Vegetarian here, but I couldn’t think of a better metaphor for where I am in the writing process than steak. I watch those cooking shows, and I ate meat until 4 years ago. (I’m also not a militant vegetarian. If you want to eat dead animals, have at it. 😉 You can even eat them in my presence. I worry about me, not you. Plus, this is not a blog about food.)
Anyhoo — here’s the deal — you take the steak off the heat and you LET IT REST. And that’s not a count-to-ten-in-you-own-head-oh-my-god-I’m-so-hungry rest, it’s a full on REST to allow the steak to continue to cook to the perfect temperature. You allow everything to settle, the juices to migrate through the steak.
To be ready, it needs time without you messing with it.

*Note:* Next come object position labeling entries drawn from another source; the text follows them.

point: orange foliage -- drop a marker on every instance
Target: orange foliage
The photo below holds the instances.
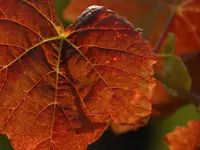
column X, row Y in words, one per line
column 187, row 138
column 60, row 89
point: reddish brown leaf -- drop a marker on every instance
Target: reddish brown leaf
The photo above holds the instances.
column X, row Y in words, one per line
column 187, row 138
column 60, row 89
column 148, row 15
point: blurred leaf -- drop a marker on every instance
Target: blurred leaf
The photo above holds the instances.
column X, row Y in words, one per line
column 166, row 100
column 186, row 26
column 185, row 138
column 159, row 128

When writers friends have mentioned taking the summer off, I fainted onto my fainting couch. Granted, it wasn’t anyone under deadline, or contract, but still. I didn’t realize time off was an option. Plus, writing is pretty much my favorite thing to do. Why would I want time off?
To let it rest.
On Monday I sent off sixty pages of The Last Bathing Beauty to my agent, as we gear up to submit to my St. Martin’s Press editor. Not only am I pleased with the changes in the story and POV, but I am ready for a bit of a break from that particular story. That’s the thing for me, I am always writing something but I’m not always writing the same thing.
I am not an every day writer. Pick up your chin from the floor. It just doesn’t work for me. I may work on my novel for ten hours one day not again for three days. I may work on it every other day, especially if I’m busy with freelance projects. I’m a binge writer, which for me means I need to dedicate a big block of time and I don’t hop between writing and freelancing too easily, so I usually set the tasks for different days.

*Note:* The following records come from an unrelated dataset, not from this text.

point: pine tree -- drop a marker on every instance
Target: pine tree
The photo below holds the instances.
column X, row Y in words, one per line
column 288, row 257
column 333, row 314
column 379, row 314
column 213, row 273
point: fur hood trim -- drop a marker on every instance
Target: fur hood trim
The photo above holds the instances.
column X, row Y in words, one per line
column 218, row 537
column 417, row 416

In that sense, I guess I am often finding time to let my words rest.
I find that writing can be exhausting. I’m sure that’s true of any kind of novel-writing, but the effort that comes with nuanced and layered women’s fiction sweeps me away from the passage of time. Hours pass without my knowledge, as if someone has come and spun the hands of my kitchen clock. I couldn’t keep that up on a daily basis. Sure, sometimes under deadline I’m pushing all my limits, but that’s in the editing framework. Writing is different for me. I need to step away from it. Plus, if I’m being honest, some of my best ideas about story come when I’m not writing, usually in places where I can’t write them down like the shower or the car.
So, back to letting it rest. If you’re taking a vacation, or setting a WIP aside for the summer, consider this. You’re still working. It’s part of the process. If it’s a story that’s compelling enough to write, you’re not going to forget about it. You’ll return to it with fresh eyes and fresh ideas.
Have a great summer, friends! I’ll be right here (writing about Boop) if you need me!